Last week, global real estate investor and manager Hines announced it would put more emphasis on life science / biolab properties through acquisitions and new developments. “The life sciences industry is experiencing an era of unprecedented growth, driven by increased public and public funding combined with a sense of post-pandemic urgency and market opportunities,” said David Steinback, director of Hines Global investments, in a press release. Although Hines already has a few biolab projects in its portfolio, including the Levit Green development near Texas Medical Center in Houston, the company made the decision to ramp up its efforts in the space after reviewing data collected for a recent white paper. Hines researchers predict that 20 selected U.S. subways alone could see demand for Class A life science properties increase by 33 to 50 percent, accounting for up to 65 million square feet of space.
Meanwhile, architecture, design and planning firm SGA, which specializes in life science projects, revealed it had had a record-breaking year in 2021, with 11 million square feet of construction projects. active in the sector. To meet growing demand, the firm had to double the staffing of its Boston and New York offices.
In fact, the life sciences industry in the United States has seen a record level of venture capital funding in recent months, reaching over $ 30 billion in the first three quarters of this year and nearly matching the total for 2020, according to a recent report by commercial real estate services company CBRE. Biotechnology research and development jobs in the United States are growing at their fastest rate on record, the report notes, to 3.0% in 2021, compared to an annualized rate of 1.3% between 2016 and today.
“Occupancy has never been higher in most cases across the country,” says Ian Anderson, Philadelphia-based, senior director of research and analysis at CBRE. Anderson adds that submarkets that show historically low vacancy rates of at least 1.0% for the life sciences space include Cambridge, Massachusetts, the northern peninsula of San Mateo County outside. from San Francisco and Torrey Pines to San Diego. This is happening despite the fact that in the Boston / Cambridge market, for example, the amount of new biolab space has nearly doubled over the past three years with the addition of 20 million square feet.
“Life science labs have quickly become a type of property in high demand with tenants and investors,” says Anderson. “This intense demand for laboratory space is the natural result of a global push for new drugs leading to strong funding and recruitment in the life sciences industry.”
In the third quarter, the demand for life sciences space in the United States, totaling nearly 23.8 million square feet, exceeded new supply by 2.8 million square feet, despite the surge in continued power of new construction, found CBRE. The country’s three major life science centers, including Boston / Cambridge, the San Francisco Bay Area and San Diego, are seeing average asking rents soar from over $ 70 per square foot at Torrey Pines to well over $ 100 per square foot. in Cambridge.
Rents for life science space increased 22% year-on-year in the third quarter in Boston, 19% year-on-year in the Bay Area, and 28 percent in San Diego, notes Amber Schiada, senior director of research at JLL.
Nationally, the vacancy rate in life science properties in the third quarter averaged 4.9%, according to CBRE, with demand increasing in six months totaling 19.7% and 513 tenants in the market looking for space. Average asking rents ranged from $ 29.11 per square foot in the Raleigh / Durham, NC area to $ 94.62 per square foot in Boston / Cambridge.
“Rents are also hitting record highs in almost every market,” adds Anderson. “The event is the natural result of increasing demand exceeding supply, causing a rush of capital into the market in search of life science properties, which contributes to higher prices. “
Real estate investors are excited about what’s going on in the life sciences industry and want to “catch the wave,” according to Schiada. She says high barriers to entry, squeezing rate caps and competitive bidding have not deterred investor interest. “Investors are betting on locations, buying Class A office buildings and waiting for tenants to leave to convert them into lab space,” she notes.
For example, earlier this year, private equity giant KKR agreed to pay $ 1.08 billion or $ 1,440 per square foot for The Exchange, a 750,000 square foot space. building at 1800 Owens St. in the heart of the San Francisco Life Science Center. According to Anderson, the LEED-certified property will offer a combination of Class A office and biolab space.

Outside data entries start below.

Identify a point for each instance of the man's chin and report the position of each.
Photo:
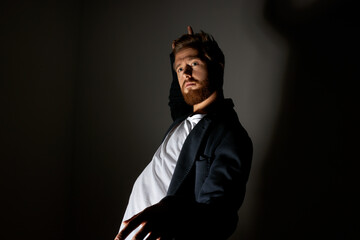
(193, 97)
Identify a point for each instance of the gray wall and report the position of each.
(84, 87)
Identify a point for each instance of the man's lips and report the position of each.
(189, 83)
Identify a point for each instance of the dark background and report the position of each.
(84, 87)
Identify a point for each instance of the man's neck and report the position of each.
(203, 106)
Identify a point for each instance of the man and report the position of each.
(195, 183)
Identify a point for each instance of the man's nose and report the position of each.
(187, 71)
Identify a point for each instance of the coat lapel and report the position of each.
(188, 154)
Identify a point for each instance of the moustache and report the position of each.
(191, 80)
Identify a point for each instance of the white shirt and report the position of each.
(152, 184)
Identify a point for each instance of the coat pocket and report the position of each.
(202, 171)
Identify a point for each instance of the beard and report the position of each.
(193, 97)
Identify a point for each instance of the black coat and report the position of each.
(210, 177)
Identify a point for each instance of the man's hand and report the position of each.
(157, 221)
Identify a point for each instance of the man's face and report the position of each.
(193, 77)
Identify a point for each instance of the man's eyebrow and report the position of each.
(191, 57)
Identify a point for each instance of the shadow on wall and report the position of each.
(308, 189)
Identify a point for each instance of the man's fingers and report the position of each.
(130, 225)
(190, 31)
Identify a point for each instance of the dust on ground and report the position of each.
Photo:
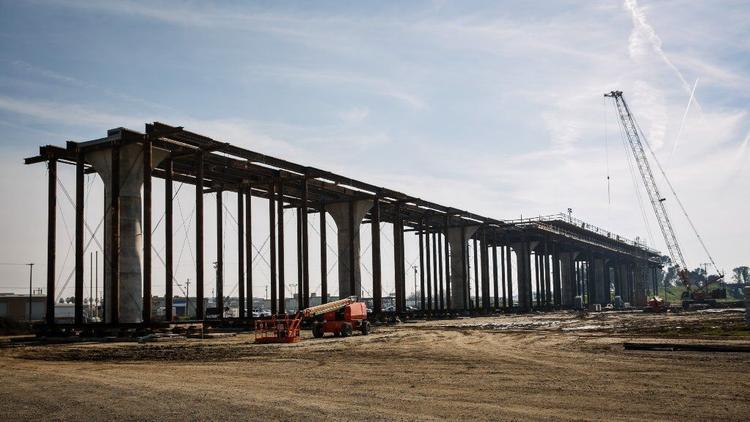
(550, 366)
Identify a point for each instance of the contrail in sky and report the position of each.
(684, 116)
(640, 23)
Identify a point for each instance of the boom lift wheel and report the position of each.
(317, 330)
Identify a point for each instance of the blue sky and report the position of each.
(490, 106)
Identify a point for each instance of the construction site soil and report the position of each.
(551, 366)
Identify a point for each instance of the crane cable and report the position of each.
(606, 151)
(636, 184)
(677, 198)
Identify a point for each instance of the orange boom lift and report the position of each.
(341, 318)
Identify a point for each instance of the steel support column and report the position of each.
(300, 285)
(377, 286)
(249, 249)
(51, 238)
(272, 246)
(484, 255)
(241, 252)
(168, 242)
(78, 287)
(448, 304)
(509, 276)
(280, 244)
(352, 238)
(421, 267)
(324, 256)
(428, 269)
(147, 181)
(476, 274)
(219, 254)
(439, 250)
(435, 274)
(114, 258)
(495, 279)
(305, 248)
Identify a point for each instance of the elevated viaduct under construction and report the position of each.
(544, 263)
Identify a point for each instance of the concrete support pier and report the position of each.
(348, 218)
(130, 222)
(567, 278)
(600, 286)
(458, 238)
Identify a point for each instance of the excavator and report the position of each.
(340, 318)
(693, 294)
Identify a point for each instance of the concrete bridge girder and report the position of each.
(131, 223)
(349, 217)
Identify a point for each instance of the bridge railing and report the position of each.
(585, 226)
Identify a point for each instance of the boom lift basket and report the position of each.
(277, 329)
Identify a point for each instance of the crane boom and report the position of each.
(657, 201)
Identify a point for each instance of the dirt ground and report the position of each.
(554, 366)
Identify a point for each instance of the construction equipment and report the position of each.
(634, 134)
(341, 318)
(656, 305)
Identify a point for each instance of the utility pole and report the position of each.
(187, 299)
(31, 270)
(96, 283)
(91, 284)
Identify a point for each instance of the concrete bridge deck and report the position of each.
(548, 260)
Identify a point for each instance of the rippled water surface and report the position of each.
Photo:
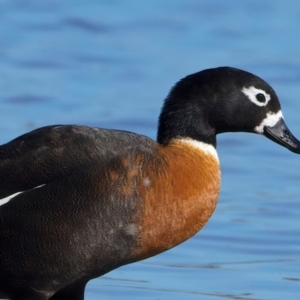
(110, 64)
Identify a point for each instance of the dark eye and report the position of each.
(261, 97)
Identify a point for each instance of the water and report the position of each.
(110, 64)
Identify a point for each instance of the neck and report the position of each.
(185, 122)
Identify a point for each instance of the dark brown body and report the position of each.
(119, 209)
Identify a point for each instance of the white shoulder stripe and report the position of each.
(8, 198)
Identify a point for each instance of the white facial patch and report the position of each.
(8, 198)
(270, 120)
(252, 92)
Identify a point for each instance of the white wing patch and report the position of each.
(251, 92)
(8, 198)
(270, 120)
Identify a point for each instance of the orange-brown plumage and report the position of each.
(180, 195)
(77, 202)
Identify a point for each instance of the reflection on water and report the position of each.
(110, 64)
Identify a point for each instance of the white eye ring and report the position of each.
(251, 92)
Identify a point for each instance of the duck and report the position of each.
(78, 202)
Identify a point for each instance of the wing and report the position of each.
(50, 153)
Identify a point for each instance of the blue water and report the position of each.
(110, 63)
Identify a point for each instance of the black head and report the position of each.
(219, 100)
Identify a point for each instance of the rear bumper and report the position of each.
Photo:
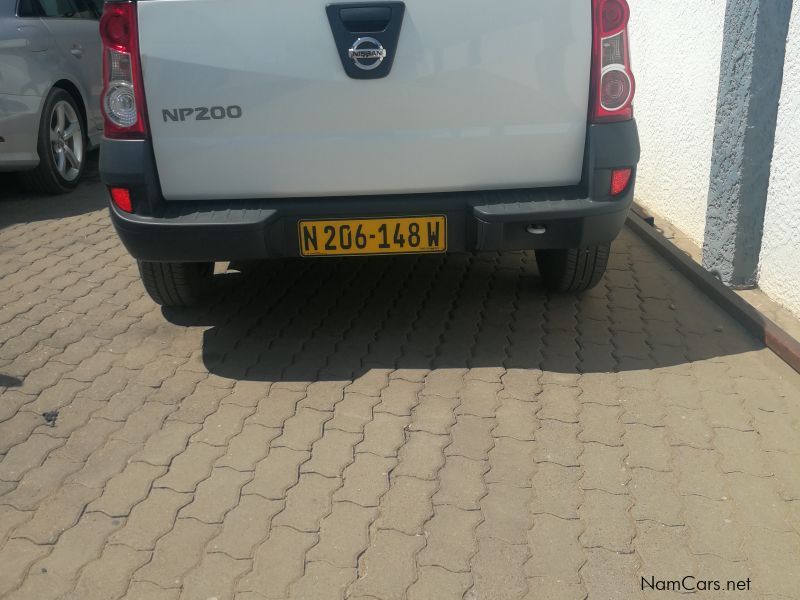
(189, 231)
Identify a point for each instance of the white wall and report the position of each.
(676, 49)
(780, 254)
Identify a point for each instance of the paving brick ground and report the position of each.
(428, 428)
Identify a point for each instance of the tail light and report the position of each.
(613, 84)
(620, 178)
(122, 198)
(123, 91)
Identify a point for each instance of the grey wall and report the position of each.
(751, 73)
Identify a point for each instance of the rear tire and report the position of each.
(61, 146)
(176, 284)
(573, 270)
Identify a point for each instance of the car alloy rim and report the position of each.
(66, 140)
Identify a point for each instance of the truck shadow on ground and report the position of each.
(336, 319)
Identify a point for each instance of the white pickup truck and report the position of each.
(249, 129)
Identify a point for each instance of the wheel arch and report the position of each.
(73, 90)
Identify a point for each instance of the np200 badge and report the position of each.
(202, 113)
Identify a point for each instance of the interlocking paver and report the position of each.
(214, 577)
(655, 497)
(332, 453)
(109, 576)
(344, 535)
(216, 495)
(57, 514)
(245, 526)
(386, 569)
(322, 581)
(190, 467)
(420, 427)
(461, 483)
(275, 474)
(556, 551)
(498, 571)
(511, 461)
(178, 551)
(608, 521)
(308, 502)
(407, 505)
(450, 539)
(151, 519)
(278, 562)
(422, 455)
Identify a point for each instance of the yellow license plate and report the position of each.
(347, 237)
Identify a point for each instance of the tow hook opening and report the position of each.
(537, 229)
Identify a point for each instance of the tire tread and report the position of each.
(176, 284)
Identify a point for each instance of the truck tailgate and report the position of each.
(250, 99)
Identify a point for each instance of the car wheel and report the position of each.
(176, 284)
(61, 146)
(575, 269)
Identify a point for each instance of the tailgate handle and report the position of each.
(366, 19)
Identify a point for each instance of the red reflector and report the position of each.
(122, 198)
(620, 178)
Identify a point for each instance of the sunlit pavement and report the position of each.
(433, 427)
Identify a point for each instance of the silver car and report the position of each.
(50, 86)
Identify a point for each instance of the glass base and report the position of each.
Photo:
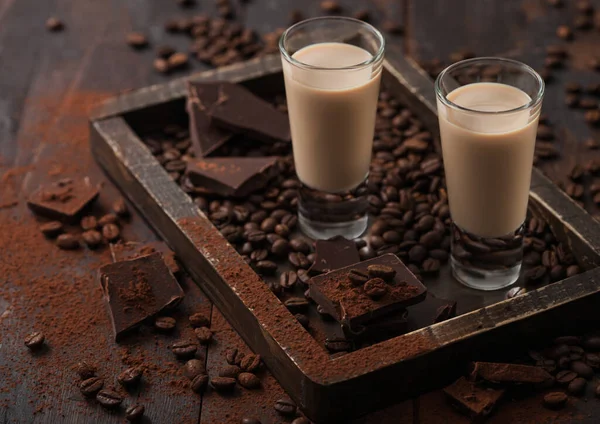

From January to November 2021, the sales volume of investments in the life sciences / research and development sector reached $ 19.1 billion, compared to $ 10.0 billion during the same period in 2020 and more than double the average investment volume observed before the pandemic, according to real estate. data company Real Capital Analytics. Over $ 8 billion in sales volume so far this year has been attributed to life sciences trades / research and development properties in Boston, followed by San Jose, with over $ 4.5 billion in transactions. Nationwide cap rates in June averaged around 6.1%, a record high and down 250 basis points from a decade ago.
Schiada notes that nearly 25 million square feet of converted and converted lab space is under construction in all of the major U.S. life science markets, but about three-quarters of that space is already pre-let. And that demand is only expected to continue growing over the next 12 months, supported by job growth in life sciences and venture capital funding, according to her and Anderson.